I don't think the qform does have shearing, it has a small rotation -
see https://en.wikipedia.org/wiki/Rotation_matrix#Basic_rotations .
Playing with nibabel and fsl, I think what is happening is the FSL is
doing something weird to the qform, when the qform code is 0 -
'unknown'. The qform is correctly stored in the header, according to
nibabel. This script:
```
import numpy as np
np.set_printoptions(suppress=True, precision=4)
import nibabel as nib
aff = np.array([[-1.796652, 0.000000, 0.000000, 112.420448],
[ 0.000000, 1.795833, -0.054337, -90.885376 ],
[ 0.000000, 0.054236, 1.799180, 54.572971],
[ 0.000000, 0.000000, 0.000000, 1.000000]])
data = np.zeros((2, 3, 4))
img = nib.Nifti1Image(data, aff)
nib.save(img, 'out.nii')
img2 = nib.load('out.nii')
print(img2.get_qform())
```
gives:
[[ -1.7967 0. 0.0008 112.4204]
[ -0. 1.7958 -0.0543 -90.8854]
[ 0.0008 0.0542 1.7992 54.573 ]
[ 0. 0. 0. 1. ]]
whereas `fslhd` on the same file gives the same output as you got:
qto_xyz:1 1.796652 0.000000 0.000000 0.000000
qto_xyz:2 0.000000 1.796652 0.000000 0.000000
qto_xyz:3 0.000000 0.000000 1.800000 0.000000
qto_xyz:4 0.000000 0.000000 0.000000 1.000000
> So, two questions :
> - Is there any adverse effect to using original headers if I know for
> certain nothing changed except dtype?
Nothing that I can think of.
> - Well, I still can't figure out the flipping (is it the same when
> transformation would be applied in world space? So it still is flipped for
> all software in image space in this case then)

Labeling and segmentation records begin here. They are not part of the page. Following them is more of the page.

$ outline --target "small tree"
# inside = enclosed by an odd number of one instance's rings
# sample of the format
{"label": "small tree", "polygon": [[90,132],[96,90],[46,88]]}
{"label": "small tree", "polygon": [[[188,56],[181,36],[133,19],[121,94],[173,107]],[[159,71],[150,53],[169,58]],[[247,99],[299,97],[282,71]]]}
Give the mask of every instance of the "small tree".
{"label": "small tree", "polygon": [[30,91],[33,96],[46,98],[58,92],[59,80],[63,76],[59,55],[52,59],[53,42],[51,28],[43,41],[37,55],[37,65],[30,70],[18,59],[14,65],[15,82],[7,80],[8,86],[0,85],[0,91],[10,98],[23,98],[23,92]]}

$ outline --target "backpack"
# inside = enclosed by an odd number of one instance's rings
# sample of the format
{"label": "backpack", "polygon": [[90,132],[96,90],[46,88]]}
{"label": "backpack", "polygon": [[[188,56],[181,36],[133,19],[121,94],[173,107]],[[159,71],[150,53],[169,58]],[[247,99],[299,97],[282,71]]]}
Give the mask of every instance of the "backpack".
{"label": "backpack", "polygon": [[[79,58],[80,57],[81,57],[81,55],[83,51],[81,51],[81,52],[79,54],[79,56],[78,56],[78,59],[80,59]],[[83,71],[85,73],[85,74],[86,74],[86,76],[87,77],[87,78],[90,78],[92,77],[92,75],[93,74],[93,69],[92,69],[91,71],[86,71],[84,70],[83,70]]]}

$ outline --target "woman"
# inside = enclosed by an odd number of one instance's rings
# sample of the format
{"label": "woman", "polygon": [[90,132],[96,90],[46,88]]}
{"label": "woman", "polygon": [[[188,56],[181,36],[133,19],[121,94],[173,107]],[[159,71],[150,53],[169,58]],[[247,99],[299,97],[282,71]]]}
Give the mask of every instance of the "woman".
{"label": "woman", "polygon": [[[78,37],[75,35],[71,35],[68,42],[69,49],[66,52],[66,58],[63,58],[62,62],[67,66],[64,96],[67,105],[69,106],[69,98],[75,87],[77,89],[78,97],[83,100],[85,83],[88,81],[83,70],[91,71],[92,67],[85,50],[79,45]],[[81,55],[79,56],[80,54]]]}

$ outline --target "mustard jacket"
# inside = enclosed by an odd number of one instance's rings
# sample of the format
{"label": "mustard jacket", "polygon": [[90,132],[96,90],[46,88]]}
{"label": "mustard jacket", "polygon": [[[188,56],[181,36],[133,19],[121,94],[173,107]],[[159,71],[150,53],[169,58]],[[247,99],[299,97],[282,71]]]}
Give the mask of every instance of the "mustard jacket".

> or is that some nibabel RAS convention? I am still confused as to what
> happened to the orientation for the recreated header.
I think the difference must be in the interpretation that [whatever
software shows the flip] gives to a header with a qform with code 0
(unknown). If you want to solve this, you might want to set the
qform explicitly, with something like 'img.set_qform(affine,
'aligned')' before you save the image.